I shuttled off meat from my freezer to a friend who had power and a neighbor who had a generator, and other than that, let’s just say the chickens had a really good day the day I cleaned out the refrigerator. I now have practically no food, but the freezer, it looks so clean. I started out with a bag of ice that I had when the power went out. When that melted, it was early in the power outage days and there was no ice available anywhere. You couldn’t beg, borrow, or steal a bag of ice around here.
I didn’t have a generator. We had a generator at Stringtown Rising, but it wasn’t mine. I tried a number of times to pull-start that generator, but was never able to do it, so I knew when I got my own, a pull-start model would not be a good idea. A generator of my own has been on my to-do list, but an extended power outage in the summer hadn’t occurred to me. Our extended power outages here are in the winter. I’ve been preparing for winter for months–mostly for the animals. I was putting off my human winter preparation (such as a generator) until after I’d taken care of the animals’ needs.
But it’s pretty hot here. We’re having a heatwave.
It’s been hard to find anything here–generators, power cords, you can almost forget it. And ice–ha. A new Cabela’s is opening in Charleston soon. They got in a couple trucks of generators and the city let them “open” on the sidewalk and sell generators right out of the truck.

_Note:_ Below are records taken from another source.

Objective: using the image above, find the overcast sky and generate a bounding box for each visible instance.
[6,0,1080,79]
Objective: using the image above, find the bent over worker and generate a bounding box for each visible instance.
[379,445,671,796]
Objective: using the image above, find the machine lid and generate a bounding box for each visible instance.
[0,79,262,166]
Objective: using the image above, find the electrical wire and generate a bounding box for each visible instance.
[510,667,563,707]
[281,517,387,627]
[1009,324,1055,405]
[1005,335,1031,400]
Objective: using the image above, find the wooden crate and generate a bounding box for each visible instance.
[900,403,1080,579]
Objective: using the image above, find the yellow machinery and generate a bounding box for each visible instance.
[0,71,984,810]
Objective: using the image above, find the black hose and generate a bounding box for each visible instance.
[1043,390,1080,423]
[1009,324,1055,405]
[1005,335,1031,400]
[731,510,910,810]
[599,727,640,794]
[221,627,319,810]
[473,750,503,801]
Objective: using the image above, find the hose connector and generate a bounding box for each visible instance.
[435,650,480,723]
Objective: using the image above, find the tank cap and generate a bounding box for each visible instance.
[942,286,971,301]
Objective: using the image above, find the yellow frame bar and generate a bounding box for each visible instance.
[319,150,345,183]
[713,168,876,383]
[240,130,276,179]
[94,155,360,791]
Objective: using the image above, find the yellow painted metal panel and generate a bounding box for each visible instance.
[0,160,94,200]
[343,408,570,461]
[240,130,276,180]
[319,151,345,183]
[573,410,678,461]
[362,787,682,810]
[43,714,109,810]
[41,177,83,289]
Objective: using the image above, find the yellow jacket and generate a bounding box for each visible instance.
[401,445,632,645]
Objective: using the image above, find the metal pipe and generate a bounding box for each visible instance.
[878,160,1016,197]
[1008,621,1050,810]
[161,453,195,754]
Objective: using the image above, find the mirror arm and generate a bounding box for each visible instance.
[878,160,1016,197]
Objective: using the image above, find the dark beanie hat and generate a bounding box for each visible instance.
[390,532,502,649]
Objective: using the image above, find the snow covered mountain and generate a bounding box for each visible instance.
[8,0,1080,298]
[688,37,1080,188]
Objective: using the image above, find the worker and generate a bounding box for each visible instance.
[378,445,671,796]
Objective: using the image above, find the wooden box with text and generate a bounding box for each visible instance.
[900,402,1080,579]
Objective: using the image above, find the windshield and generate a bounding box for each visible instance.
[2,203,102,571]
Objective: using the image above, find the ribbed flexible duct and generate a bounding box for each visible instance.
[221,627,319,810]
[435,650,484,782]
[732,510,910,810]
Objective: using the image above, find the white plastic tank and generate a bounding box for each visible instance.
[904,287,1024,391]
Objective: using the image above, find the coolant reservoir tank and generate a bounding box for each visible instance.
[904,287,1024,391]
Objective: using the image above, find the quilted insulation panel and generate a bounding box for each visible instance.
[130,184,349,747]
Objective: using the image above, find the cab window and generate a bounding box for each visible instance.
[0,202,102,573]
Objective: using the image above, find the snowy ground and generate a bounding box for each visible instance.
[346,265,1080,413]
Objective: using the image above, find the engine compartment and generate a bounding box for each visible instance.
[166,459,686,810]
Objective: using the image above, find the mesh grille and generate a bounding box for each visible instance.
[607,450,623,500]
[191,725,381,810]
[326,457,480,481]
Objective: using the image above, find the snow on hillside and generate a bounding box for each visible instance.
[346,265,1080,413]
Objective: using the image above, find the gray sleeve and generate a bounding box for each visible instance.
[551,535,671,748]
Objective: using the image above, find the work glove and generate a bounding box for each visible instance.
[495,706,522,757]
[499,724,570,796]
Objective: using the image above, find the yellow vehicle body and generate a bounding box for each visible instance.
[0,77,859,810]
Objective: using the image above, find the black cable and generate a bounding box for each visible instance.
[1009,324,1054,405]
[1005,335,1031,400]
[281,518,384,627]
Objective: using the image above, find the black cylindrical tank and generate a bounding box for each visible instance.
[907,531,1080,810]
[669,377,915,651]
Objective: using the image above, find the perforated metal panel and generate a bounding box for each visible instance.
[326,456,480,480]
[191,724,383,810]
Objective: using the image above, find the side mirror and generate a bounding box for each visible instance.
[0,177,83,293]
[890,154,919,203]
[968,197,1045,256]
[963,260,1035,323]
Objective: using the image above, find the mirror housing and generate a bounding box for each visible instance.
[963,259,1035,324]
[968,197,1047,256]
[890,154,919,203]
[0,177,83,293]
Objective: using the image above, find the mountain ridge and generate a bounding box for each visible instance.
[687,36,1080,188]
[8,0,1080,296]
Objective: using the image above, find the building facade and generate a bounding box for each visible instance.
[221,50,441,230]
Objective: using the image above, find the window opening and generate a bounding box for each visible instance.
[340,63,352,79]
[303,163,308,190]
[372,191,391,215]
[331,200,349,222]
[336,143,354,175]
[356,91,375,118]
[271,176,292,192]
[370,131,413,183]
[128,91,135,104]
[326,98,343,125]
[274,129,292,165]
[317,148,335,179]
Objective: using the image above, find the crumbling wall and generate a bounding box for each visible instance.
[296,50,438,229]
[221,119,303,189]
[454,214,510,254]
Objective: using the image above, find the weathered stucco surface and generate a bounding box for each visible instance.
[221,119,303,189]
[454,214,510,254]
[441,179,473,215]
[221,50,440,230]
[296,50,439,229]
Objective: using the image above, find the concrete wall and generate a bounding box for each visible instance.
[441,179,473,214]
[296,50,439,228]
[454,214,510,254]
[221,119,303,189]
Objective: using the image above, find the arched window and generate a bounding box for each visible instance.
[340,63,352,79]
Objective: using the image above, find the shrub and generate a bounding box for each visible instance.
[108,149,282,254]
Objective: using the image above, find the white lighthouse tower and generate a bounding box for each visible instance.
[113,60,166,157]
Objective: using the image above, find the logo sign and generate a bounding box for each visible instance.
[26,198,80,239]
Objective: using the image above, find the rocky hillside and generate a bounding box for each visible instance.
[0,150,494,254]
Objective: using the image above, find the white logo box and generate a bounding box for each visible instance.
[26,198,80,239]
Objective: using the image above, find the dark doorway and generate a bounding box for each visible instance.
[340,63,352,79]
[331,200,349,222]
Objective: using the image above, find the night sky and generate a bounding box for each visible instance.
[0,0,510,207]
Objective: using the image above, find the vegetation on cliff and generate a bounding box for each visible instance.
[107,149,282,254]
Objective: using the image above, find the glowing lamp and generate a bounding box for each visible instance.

This beautiful generator came home with me on Day Six, when I’d finally had enough.
I’m camped out in the studio.
There is a window a/c unit here–my only source of air conditioning. I can’t run the central air in the house on the generator. In the studio, I have hot water (gas water heater, nothing on it requires electricity, and there is a shower in the studio bathroom), gas stoves, a TV, a refrigerator, and light. Yay! Life improved immensely after I brought home the generator.
Best part of it? It has a push-button start!!!!
I picked up Morgan from the airport on Friday. Ross came home last night for the weekend. Weston came home today. Thinking ahead to winter preparation for PEOPLE now, Ross made a wiring alteration so that I can run the fan on my furnace in the house. I will be able to plug it in to my generator now and run heat in the house during a winter power outage.
We’re sleeping on the floor in the studio.
I pulled the mattress out of the loveseat sleeper sofa in the house and brought it over so this is my “studio” bed.
(Notice I didn’t even bother to bring a sheet.)
We’re doing okay.
It was today before I put together the cords I needed to get the satellite internet box in the back upstairs bedroom in the house connected to the generator at the studio. You can’t buy heavy duty extension cords around here right now. I had to borrow.
I change around what is hooked up to the generator, and I’m running a really long line to the satellite internet box and router, so I won’t leave that on all the time, but I wanted to get up a post to update you. Thank you for all the comments you left. I appreciate it!!! I will be back when I can. I don’t know when I’ll have normal electric power again. They say maybe Sunday night, but they are also starting to make noises about later, Tuesday or Wednesday.
Or, you know, never.
But we’re fine. In fact, under the circumstances, we’re doing more than fine.
I have my three kids home, and we have enough generator power to be comfortable. I feel downright fortunate.